Le père d’Angelo, Daniel Caro, était lui-même dans le viseur des phalangistes, qui le trouvaient ambigu. Daniel doit sa survie à l’un des phalangistes qui a freiné les autres, avançant le fait que les preuves contre l’instituteur manquaient et qu’il était père de neuf enfants. Quand, en 1931, la République fut proclamée et les crucifix ôtés des salles de classe, Daniel Caro n’en fut pas heurté, et cela ne passa pas inaperçu.
En 1934, un gouvernement de droite s’installe pouvoir, le climat se durcit, l’instituteur reste prudent, n’adhère à aucun parti. En août 1936, les Phalangistes investissent le village de Tauste et recrutent des jeunes. Angelo les rejoint. Daniel Caro voit son fils partir avec eux, mais il ne peut le faire revenir. Ces détails, Phil Casoar et Ariel Camacho les ont obtenus en interrogeant en Espagne un frère d’Angelo, Miguel Caro. L’adoption par l’Espagne de la Loi sur le mémoire, en 2007, a permis l’ouverture des archives franquistes. La famille Caro en a bénéficié.
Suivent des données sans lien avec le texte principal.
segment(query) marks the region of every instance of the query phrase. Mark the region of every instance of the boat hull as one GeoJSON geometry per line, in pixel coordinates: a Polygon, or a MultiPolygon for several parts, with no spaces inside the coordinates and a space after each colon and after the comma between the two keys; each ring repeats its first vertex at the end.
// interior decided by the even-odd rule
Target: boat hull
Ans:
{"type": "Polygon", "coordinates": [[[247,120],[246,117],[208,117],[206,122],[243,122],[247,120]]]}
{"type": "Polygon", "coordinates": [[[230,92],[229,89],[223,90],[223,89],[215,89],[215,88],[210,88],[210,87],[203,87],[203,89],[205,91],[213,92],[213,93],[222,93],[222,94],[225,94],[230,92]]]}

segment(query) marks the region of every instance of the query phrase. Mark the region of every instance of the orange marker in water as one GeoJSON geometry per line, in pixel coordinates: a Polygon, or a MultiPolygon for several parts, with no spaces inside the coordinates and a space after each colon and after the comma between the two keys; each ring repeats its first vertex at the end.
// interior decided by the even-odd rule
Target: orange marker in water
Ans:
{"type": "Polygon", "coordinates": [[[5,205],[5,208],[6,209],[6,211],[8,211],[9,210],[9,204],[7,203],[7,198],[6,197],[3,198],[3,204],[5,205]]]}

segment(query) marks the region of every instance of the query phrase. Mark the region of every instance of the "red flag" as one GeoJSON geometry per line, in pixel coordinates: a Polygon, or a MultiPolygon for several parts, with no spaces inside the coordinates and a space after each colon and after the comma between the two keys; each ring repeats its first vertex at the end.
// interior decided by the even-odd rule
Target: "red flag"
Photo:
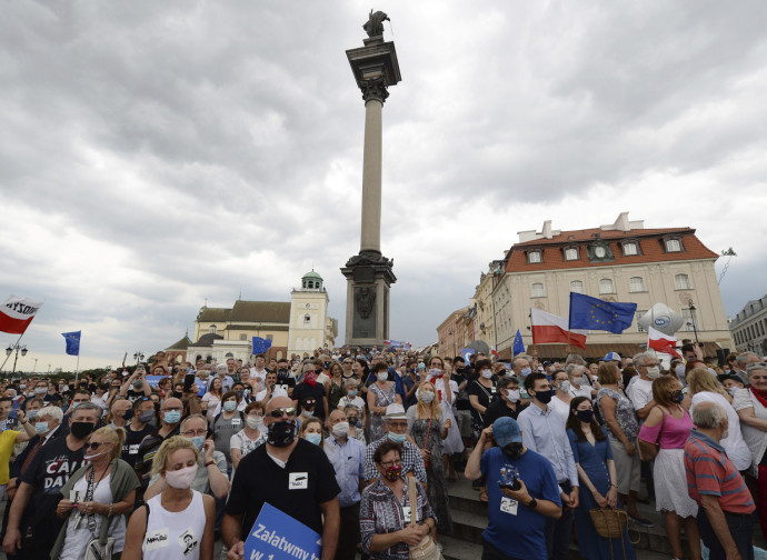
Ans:
{"type": "Polygon", "coordinates": [[[664,334],[659,330],[649,327],[647,330],[647,348],[653,349],[656,352],[664,352],[667,354],[676,356],[681,358],[681,354],[676,350],[677,339],[676,337],[669,337],[664,334]]]}
{"type": "Polygon", "coordinates": [[[530,321],[532,322],[534,344],[555,342],[586,349],[586,331],[569,330],[567,319],[532,308],[530,310],[530,321]]]}
{"type": "Polygon", "coordinates": [[[0,307],[0,331],[22,334],[34,319],[40,306],[42,306],[41,301],[11,294],[0,307]]]}

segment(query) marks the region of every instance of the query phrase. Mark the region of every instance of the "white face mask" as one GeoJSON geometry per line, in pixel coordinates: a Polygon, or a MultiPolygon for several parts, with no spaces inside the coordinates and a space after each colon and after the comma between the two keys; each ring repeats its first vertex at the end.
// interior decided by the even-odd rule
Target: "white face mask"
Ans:
{"type": "Polygon", "coordinates": [[[509,389],[506,391],[506,400],[509,402],[518,402],[519,401],[519,389],[509,389]]]}
{"type": "Polygon", "coordinates": [[[337,438],[343,438],[347,433],[349,433],[349,422],[338,422],[330,429],[330,431],[337,438]]]}
{"type": "Polygon", "coordinates": [[[166,482],[178,490],[186,490],[191,486],[196,474],[197,463],[177,471],[166,471],[166,482]]]}
{"type": "Polygon", "coordinates": [[[650,379],[658,379],[660,377],[660,368],[657,366],[647,368],[647,377],[650,379]]]}

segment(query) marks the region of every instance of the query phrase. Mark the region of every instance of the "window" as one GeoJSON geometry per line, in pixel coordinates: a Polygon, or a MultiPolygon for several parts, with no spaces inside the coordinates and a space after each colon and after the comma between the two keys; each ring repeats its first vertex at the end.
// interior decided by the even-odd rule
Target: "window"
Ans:
{"type": "Polygon", "coordinates": [[[666,252],[679,252],[681,251],[681,243],[678,239],[667,239],[666,240],[666,252]]]}
{"type": "Polygon", "coordinates": [[[641,279],[641,277],[631,277],[628,279],[628,291],[645,291],[645,281],[641,279]]]}
{"type": "Polygon", "coordinates": [[[674,277],[674,286],[677,290],[689,290],[690,289],[690,277],[687,274],[677,274],[674,277]]]}
{"type": "Polygon", "coordinates": [[[647,310],[637,311],[636,314],[634,316],[634,317],[636,318],[636,320],[637,320],[637,330],[638,330],[639,332],[647,332],[647,331],[645,330],[645,328],[641,327],[641,326],[639,324],[639,319],[641,319],[641,318],[645,316],[645,313],[647,313],[647,310]]]}
{"type": "Polygon", "coordinates": [[[698,321],[697,319],[694,321],[693,319],[693,311],[689,309],[683,309],[681,310],[681,317],[685,320],[684,330],[693,331],[698,328],[698,321]],[[693,327],[693,323],[695,322],[695,328],[693,327]]]}
{"type": "Polygon", "coordinates": [[[609,278],[602,278],[601,280],[599,280],[599,293],[615,293],[612,280],[610,280],[609,278]]]}

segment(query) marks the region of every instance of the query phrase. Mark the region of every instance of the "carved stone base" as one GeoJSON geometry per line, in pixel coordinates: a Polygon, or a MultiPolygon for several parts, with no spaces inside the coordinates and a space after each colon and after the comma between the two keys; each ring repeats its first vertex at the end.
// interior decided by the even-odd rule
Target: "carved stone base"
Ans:
{"type": "Polygon", "coordinates": [[[389,289],[397,281],[392,266],[377,251],[362,251],[341,269],[347,279],[346,344],[381,346],[389,339],[389,289]]]}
Adrien Bosc termine Colonne en informant son lecteur de la mort des personnages qu’il a fait vivre. Après le petit Phalangiste vient le tour de Mohamed Saïl. Il meurt en 1953, un an avant le début de la guerre d’indépendance en Algérie. « À son enterrement, la légende raconte que Jacques Prévert était présent. » Décédée de la tuberculose dans un sanatorium en Angleterre en août 1943, Simone Weil est enterrée dans « un cimetière qui ne paie pas de mine », dans le Kent.
Sa tombe se situe dans le carré réservé aux catholiques. Née dans une famille juive agnostique, la philosophe précisait, dans sa lettre à Bernanos datée de 1938 : « Je ne suis pas catholique, bien que – ce que je vais vous dire doit sans doute sembler présomptueux à tout catholique, de la part d’un non catholique, mais je ne puis m’exprimer autrement – bien que rien de catholique, rien de chrétien ne m’ait jamais paru étranger. Je me suis dit parfois que si seulement on affichait aux portes des églises que l’entrée est interdite à quiconque jouit d’un revenu supérieur à telle ou telle somme peu élevée, je me convertirais aussitôt. »
L’épisode de la vie de Weil que met en lumière Adrien Bosc dans Colonne est donc fondamental : « De ce séjour, nous ne savons presque rien », écrit-il en exergue à son roman. Ce qu’a vu Weil du comportement des uns et des autres en Espagne, conforté par sa lecture des Grands cimetières sous la lune, est déterminant dans la progressive conversion au catholicisme de l’intellectuelle née juive.
Adrien Bosc, Colonne, Stock, 120 pages, 18,50 euros.